Il processo HSS è particolarmente efficiente per alcune geometrie che sono piccole e complesse ma che sarebbe possibile realizzare mediante gli stampi a iniezione . “Pensiamo che attraverso una catena di approvvigionamento aperta per i materiali questa tecnologia sarà utilizzata anche per grandi volumi, riducendo i costi. Infatti ora siamo convinti che esistano alcune geometrie complicate al punto in cui l’HSS sarà più conveniente degli stampi a iniezione per qualsiasi numero di componenti”.
La prima applicazione dell’HSS potrà essere nel packaging di beni di largo consumo (che è il motivo per cui Unilever ha co-finanziato il progetto FACTUM), ma anche su alcuni accessori mirati, come le calzature sportive. In un precedente progetto Hopkinson ha collaborato con New Balance sulla sinterizzazione laser di calzature per atleti top, ma la tecnologia HSS significa che potrebbe essere possibile realizzare inserti personalizzati per chiunque. “Immaginate questo: si va in un negozio, si cammina su un tapis roulant per registrare la distribuzione della pressione sul piede e quindi generare i dati per stampare la struttura esatta,” spiega . “Poi si passa a prendere le proprie scarpe personalizzate un’ora dopo”.
Poiché il costo fisso di una macchina basata su testina di stampa a calore è molto più basso di una alimentata al laser, Hopkinson prevede una versione più piccola delle stampanti HSS presenti anche nei punti vendita. Può sembrare qualcosa di ancora molto lontan , ma la velocità di sviluppo è aumentata enormemente negli ultimi mesi e lo studio FACTUM probabilmente la accelererà ulteriormente, anche se non ci sono ancora previsioni ufficiali per il lancio delle prime stampanti 3D HSS a livello commerciale.

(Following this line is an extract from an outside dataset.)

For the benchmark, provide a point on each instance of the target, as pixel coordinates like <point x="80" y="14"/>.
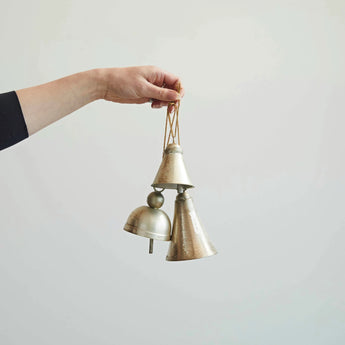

Una stampante 3D a calore che è già arrivata sul mercato, però, è la Blue Printer. La tecnologia che utilizza è molto diversa ma il professor Hopkinson pensa che i due percorsi siano sinergici e che potrebbero offrirsi sostegno reciproco . “Sono un grande fan della Blue Printer e penso che sia davvero una buona idea e un’eccellente tecnologia a basso costo. Sono certo che presto ce ne saranno tantissime nelle scuole. Funziona utilizzando una testina di stampa termica che imprime calore sulla polvere. La fisica è diversa da quella della tecnologia HSS: Blu Printer utilizza la conduzione per riscaldare le particelle e quindi è un processo più lento, mentre HSS utilizza le radiazioni che sono molto più rapide. Personalmente ritengo che Blu Printer sia limitata in termini di scalabilità, che resti una grande tecnologia entry level”.